She takes the letter into the kitchen and sits it on the table while she fills the kettle and puts a tea bag in a mug. Libby is pretty sure she knows what’s in the envelope. She turned twenty-five last month. She’s been subconsciously waiting for this envelope. But now that it’s here she’s not sure she can face opening it.

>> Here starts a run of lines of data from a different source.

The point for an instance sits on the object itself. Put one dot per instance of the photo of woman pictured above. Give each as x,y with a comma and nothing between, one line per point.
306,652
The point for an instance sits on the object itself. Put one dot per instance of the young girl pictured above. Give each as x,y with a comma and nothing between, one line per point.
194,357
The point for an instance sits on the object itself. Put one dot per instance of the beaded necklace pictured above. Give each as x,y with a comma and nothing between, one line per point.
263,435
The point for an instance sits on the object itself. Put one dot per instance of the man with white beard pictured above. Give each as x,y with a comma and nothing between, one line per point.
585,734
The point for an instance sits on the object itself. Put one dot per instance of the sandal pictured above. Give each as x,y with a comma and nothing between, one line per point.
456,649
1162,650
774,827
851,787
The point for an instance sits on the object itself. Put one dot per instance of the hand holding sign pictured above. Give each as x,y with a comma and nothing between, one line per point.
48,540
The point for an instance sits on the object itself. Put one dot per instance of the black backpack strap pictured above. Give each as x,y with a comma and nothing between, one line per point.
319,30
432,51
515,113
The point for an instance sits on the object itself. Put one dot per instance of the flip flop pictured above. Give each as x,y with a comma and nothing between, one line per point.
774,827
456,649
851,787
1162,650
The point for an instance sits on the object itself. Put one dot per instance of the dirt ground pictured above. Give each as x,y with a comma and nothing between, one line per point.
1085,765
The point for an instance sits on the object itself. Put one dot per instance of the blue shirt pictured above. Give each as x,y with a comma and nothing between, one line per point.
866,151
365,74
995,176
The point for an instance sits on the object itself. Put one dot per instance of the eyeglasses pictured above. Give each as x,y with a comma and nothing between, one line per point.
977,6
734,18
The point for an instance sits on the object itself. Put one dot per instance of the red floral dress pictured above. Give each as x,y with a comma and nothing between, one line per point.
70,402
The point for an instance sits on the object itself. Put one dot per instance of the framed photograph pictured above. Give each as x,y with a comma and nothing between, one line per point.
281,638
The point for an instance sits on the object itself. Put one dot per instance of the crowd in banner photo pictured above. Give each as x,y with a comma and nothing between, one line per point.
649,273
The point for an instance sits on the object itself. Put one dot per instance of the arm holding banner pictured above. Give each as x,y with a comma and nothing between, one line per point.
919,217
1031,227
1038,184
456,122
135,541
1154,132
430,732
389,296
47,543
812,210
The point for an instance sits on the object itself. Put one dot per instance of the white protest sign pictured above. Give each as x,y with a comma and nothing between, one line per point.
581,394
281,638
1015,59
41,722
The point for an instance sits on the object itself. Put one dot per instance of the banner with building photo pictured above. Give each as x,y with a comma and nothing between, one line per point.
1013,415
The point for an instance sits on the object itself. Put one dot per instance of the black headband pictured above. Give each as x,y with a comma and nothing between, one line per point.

She picks up her phone and calls her mother.
“Mum,” she says. “It’s here. The letter from the trustees.”
She hears a silence at the other end of the line. She pictures her mum in her own kitchen, a thousand miles away in Dénia: pristine white units, lime-green color-coordinated kitchen accessories, sliding glass doors onto a small terrace with a distant view to the Mediterranean, her phone held to her ear in the crystal-studded case that she refers to as her bling.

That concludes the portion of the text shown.